Quem tem vinte anos de idade ou menos certamente não saberá mensurar o impacto da notícia, já que pegaram o bonde andando com os "mp4" e IPod's da vida prontos para ser consumidos. Além disso, os celulares fabricados recentemente suportam grande quantidade de música no formato "mp3". Mas quem é um pouco mais velho terá uma sensação de despedida.
Tive meu primeiro toca-fitas portátil com doze anos de idade. Lembro de levar o aparelho para a escola, escondido na mala e usá-lo durante o "recreio". Era muito legal poder fazer uma boa seleção musical em fita cassete e mostrá-la aos colegas.
Meu primeiro portátil: Um toca-fitas da Frahm
E para quem pensa que a
Sony inventou o todo poderoso
Walkman uma informação: O toca-fitas portátil foi desenvolvido por um inventor brasileiro nascido na Alemanha (!).
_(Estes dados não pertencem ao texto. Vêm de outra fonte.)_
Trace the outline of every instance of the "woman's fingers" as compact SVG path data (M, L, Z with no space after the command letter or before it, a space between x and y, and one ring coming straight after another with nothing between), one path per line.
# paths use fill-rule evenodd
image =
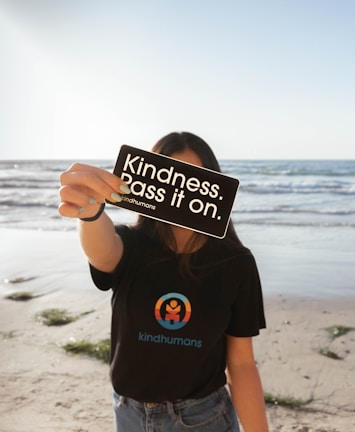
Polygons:
M62 202L58 210L67 217L90 217L105 199L119 202L122 194L130 193L127 184L114 174L86 164L73 164L60 181Z

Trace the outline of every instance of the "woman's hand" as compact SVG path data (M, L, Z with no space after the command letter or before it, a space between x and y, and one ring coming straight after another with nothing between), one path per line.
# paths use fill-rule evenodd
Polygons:
M92 217L105 199L119 202L122 194L130 193L127 184L114 174L81 163L75 163L63 172L60 182L58 211L70 218Z

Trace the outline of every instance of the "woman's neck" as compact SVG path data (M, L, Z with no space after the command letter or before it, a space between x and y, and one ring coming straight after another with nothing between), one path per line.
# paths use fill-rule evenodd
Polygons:
M206 237L200 236L196 242L191 244L192 249L187 250L186 246L189 245L189 242L192 239L195 232L187 228L179 227L176 225L171 225L171 232L175 238L176 253L196 252L206 242Z

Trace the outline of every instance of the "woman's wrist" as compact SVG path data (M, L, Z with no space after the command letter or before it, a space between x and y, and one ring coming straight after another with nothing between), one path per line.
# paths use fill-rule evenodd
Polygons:
M91 216L91 217L89 217L89 218L79 218L79 220L81 220L81 221L83 221L83 222L94 222L94 221L96 221L97 219L99 219L99 217L102 215L102 213L104 212L104 210L105 210L105 203L102 203L101 205L100 205L100 208L99 208L99 210L98 210L98 212L94 215L94 216Z

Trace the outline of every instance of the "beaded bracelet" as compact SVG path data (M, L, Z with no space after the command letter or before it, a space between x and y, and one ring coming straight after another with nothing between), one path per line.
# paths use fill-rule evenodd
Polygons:
M79 218L80 220L82 220L82 221L84 221L84 222L94 222L95 220L97 220L101 215L102 215L102 213L104 212L104 210L105 210L105 203L102 203L101 205L100 205L100 208L99 208L99 211L96 213L96 215L95 216L91 216L91 218Z

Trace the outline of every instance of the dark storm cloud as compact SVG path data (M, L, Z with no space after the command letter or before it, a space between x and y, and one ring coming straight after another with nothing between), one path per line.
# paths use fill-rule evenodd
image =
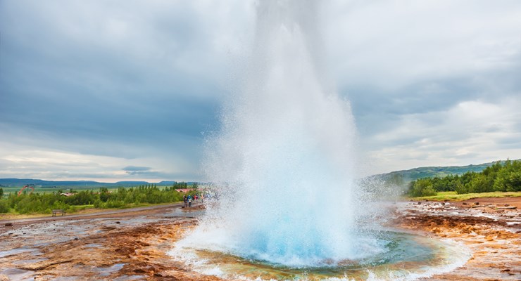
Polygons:
M0 1L0 176L194 180L239 87L230 72L247 63L253 2ZM387 165L375 173L521 151L520 5L322 7L320 70Z
M28 144L123 157L151 150L118 146L148 145L195 167L225 92L204 11L131 2L2 1L0 125Z
M126 167L122 169L122 170L126 171L150 171L151 169L152 168L151 167L127 166Z

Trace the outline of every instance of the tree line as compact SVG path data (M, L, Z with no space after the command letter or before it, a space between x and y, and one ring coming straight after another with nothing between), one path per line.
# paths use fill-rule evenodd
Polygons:
M521 160L497 162L479 173L423 178L409 183L408 195L411 197L436 195L439 191L456 191L458 194L521 191Z
M52 193L27 193L18 195L11 192L6 198L0 197L0 213L14 211L18 214L51 214L53 209L62 209L74 212L85 206L95 208L124 208L142 204L170 203L182 201L183 193L175 191L180 188L196 188L196 184L176 183L165 188L156 185L144 185L130 188L118 188L109 190L101 188L99 192L82 190L73 195L62 195L62 190ZM196 192L196 190L192 193ZM0 191L3 193L3 190Z

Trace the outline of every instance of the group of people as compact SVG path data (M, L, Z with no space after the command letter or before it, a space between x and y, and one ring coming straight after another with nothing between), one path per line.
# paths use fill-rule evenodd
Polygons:
M201 200L201 203L204 203L204 195L183 195L183 202L185 208L192 207L192 202L196 200Z

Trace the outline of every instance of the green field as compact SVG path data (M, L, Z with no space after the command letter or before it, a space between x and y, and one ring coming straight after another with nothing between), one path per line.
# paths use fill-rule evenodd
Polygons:
M158 188L163 189L165 188L168 188L171 185L157 185ZM0 188L2 188L4 190L4 196L6 196L7 194L15 192L18 193L18 191L23 188L23 186L2 186L0 187ZM130 188L131 187L125 187L125 188ZM90 191L92 190L94 192L99 192L101 188L107 188L110 191L115 191L118 190L119 187L118 186L110 186L110 187L104 187L104 186L57 186L57 187L42 187L42 186L35 186L34 187L34 192L35 193L52 193L55 192L58 192L61 190L62 192L68 192L72 189L74 191ZM27 190L27 192L30 192L32 190L30 188L26 188L25 190ZM24 190L25 192L25 190Z
M482 192L482 193L465 193L465 194L457 194L456 191L444 191L439 192L437 195L434 196L425 196L421 197L412 197L413 200L429 200L429 201L464 201L475 198L485 198L485 197L521 197L521 192L503 192L501 191L495 191L493 192Z

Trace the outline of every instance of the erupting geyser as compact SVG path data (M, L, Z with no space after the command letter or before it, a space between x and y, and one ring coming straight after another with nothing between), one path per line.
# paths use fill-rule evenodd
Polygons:
M287 268L394 259L382 257L389 240L357 186L349 105L318 70L316 8L296 0L258 4L246 81L208 140L205 171L218 200L179 251Z
M258 7L246 84L208 144L220 204L201 228L215 249L291 266L368 253L356 241L353 117L317 73L313 6Z

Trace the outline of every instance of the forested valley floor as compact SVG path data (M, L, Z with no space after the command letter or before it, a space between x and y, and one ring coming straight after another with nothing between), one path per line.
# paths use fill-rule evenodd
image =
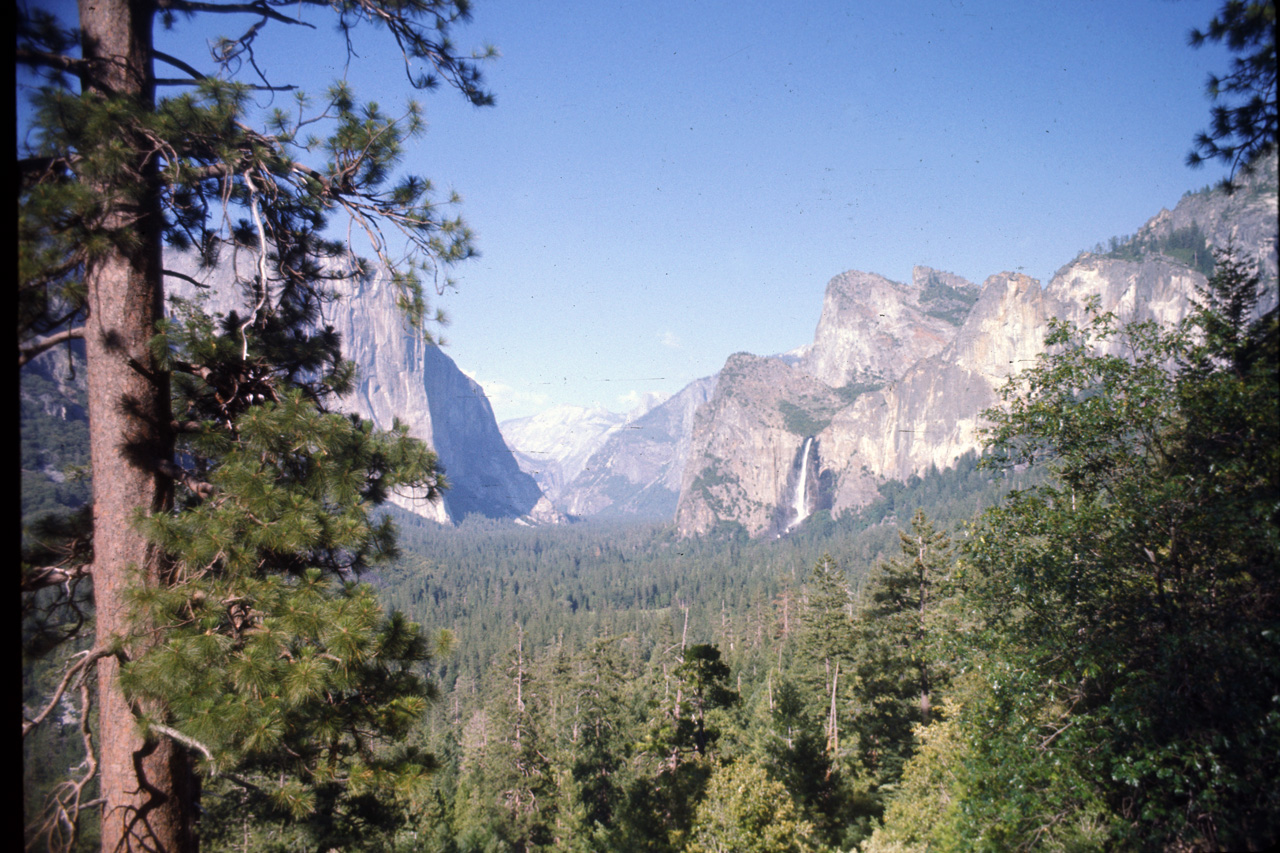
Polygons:
M242 648L201 634L204 598L183 598L169 630L186 646L127 675L165 681L188 731L142 722L209 752L206 850L1268 849L1280 324L1249 319L1257 292L1224 254L1178 328L1055 323L987 412L984 457L781 539L388 510L398 553L358 580L298 567L270 619L223 593ZM74 441L37 444L24 467L74 467ZM46 505L83 492L36 497L28 560L74 530L42 525ZM24 599L28 715L63 678L45 652L92 619L47 601ZM303 639L270 644L278 624ZM188 665L205 646L233 651L230 686ZM269 772L288 765L261 763L255 738L279 752L291 697L300 745L340 731L358 761ZM31 849L93 730L46 708L24 739ZM211 738L230 712L244 745L219 763L189 730ZM92 849L92 827L76 840Z

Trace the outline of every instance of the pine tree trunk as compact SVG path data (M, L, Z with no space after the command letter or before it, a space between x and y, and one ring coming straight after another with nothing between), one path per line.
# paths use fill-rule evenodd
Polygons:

Estou falando do genial ANDREAS PAVEL. Muitos anos antes da "japonezada" comercializar o aparelho, ele ouvia a música "Push Push" em uma de suas viagens no seu protótipo batizado de
Stereobelt. Aliás, o inventor ganhou um processo contra a
Sony. Clique
AQUI para entender toda essa história.
Esse é o cara: O Stereobelt
Embora a produção dos aparelhos para fita cassete tenha sido encerrada no Japão, o seu comercio seguirá em outras partes do mundo.
Quer um conselho? Nunca menospreze uma fita cassete.